Monday, June 9, 2008

Celebrating

I know it seems like I'm avoiding the whole 'photo posting' thing right now, but if you could please tell my children to stop being asses, I'd be a lot further along in the game right now. Today is Eli's third birthday, and the plan was to get everyone bathed, dressed, and out the door, go into the shop to see if Mandi had pulled her own hair out yet whilst "reorganizing" the yarn area, then we'd all walk over to the toy shop and let Eli choose a birthday gift. After that, we'd get some helium balloons, then pick up his cake from Emma's Bakery, head home, and eat our way into glycemic shock. A perfect day, by my reckoning.

Alas, what actually happened was this: As I sat with my second mug of decaf (the morning had gotten off to an early start with a backache that drove me from my bed), Lillian came downstairs wailing that the upstairs toilet was running over. As I tore up the stairs, I shouted for Madeleine to grab the bleach and rubber gloves, Lilly was to get towels, and the boys were to tell me if it started leaking through to the dining room. I stompered the toilet, mopped up poop-swill, bleached and scrubbed the toilet, floor, and surrounding walls, and after gathering up all the cleaning apparatus, came down the stairs to find...
a steady stream of water leaking from out of the woodwork onto Eli's chair, soaking the rug, and pooling into the kitchen.
So much for the plans of mere mortals. I screamed at my heedless children about their excessive wadding of toilet tissue, their lack of respect for having their own damn bathroom (which I would have given an eye for as a kid), and about the general disarray of the upstairs, which I've decided is no longer tolerable, even if I do refuse to haul myself upstairs to look at it. We will be ripping out our downstairs bathroom soon, due to a faulty bit of tile work that has created a much larger problem with the sub flooring, and the upstairs has to be better. I'm not letting the little shits force me into a heart attack over their bad bathroom habits. That's my morning in a big, bloggy nutshell. I'm off to check the dripping woodwork and start another bleach load of towels. Have a better day than me, please.

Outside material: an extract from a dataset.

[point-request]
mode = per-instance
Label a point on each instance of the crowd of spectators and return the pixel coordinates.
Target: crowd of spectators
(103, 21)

p.s. A beautiful deer just walked right past our front windows, across the driveway, and into the blackberry brambles that separate our front yard from the neighbors. It would seem the 'no-mow' treatment has additional benefits, besides the bounty of bunnies in the yard, the foxes out back, and the wild turkey who walked right up to our back porch last week. Ah, wilderness.

6 comments:

Anonymous said...

Ohhh, i am DYING...and running downstairs to take my birth control pill! Even tho the man is deployed for the next 12 months,he MAY have to fly home for a meeting. Anyways, reminds me of the time my kitchen pipes froze this winter, and we were BEYOND pissed...and then, a fox trotted across the backyard, and all was right in the world! until the next time the effing pipes froze. And seriously, where the hell was the fox THEN???

Unknown said...

You two crack me up! Only because I know both of you! Cami - I was going to say it could only happen to you - but apparently not. Thank goodness for the dear deer.

Jess - well I won't take over Cami's comments - good to see you.

g

Stephanie said...

Are you sure you aren't me? I swear this kind of shit happens to me every other day. Poop swill. ROFL. Been there...done that. I hope your day gets better. If not...just lock all the kids in the closet...put in some earplugs so you can't hear them and just sit and enjoy the silence :) WHA? C'mon...you know you wanna! Oh..and have a few shots of something stronger than decaf coffee. Whiskey perhaps?

Good Luck!

Thimbleanna said...

Ruh-Roh. I hope the day got better as it went on. At least you had the deer. Another benefit of the no cut policy -- you could tell the kids if they don't quit abusing their tp privileges, they're going to have to go out in that long grass which won't be a problem 'cause no one will be able to see them! And they won't even have to take those stupid little doggie clean-up bags, 'cause it's YOUR yard and it can be used as fertilizer like nature intended!

prairievisiondesign : handmade said...

Cami, any damage to the store? I've been thinking about all that lovely fabric...

amy wolgemuth bordoni said...

Now that is a good plan gone awry. I sure hope you got the cake! (By the way, I know you are a knitter but you are also an awesome writer. I love reading your blog.)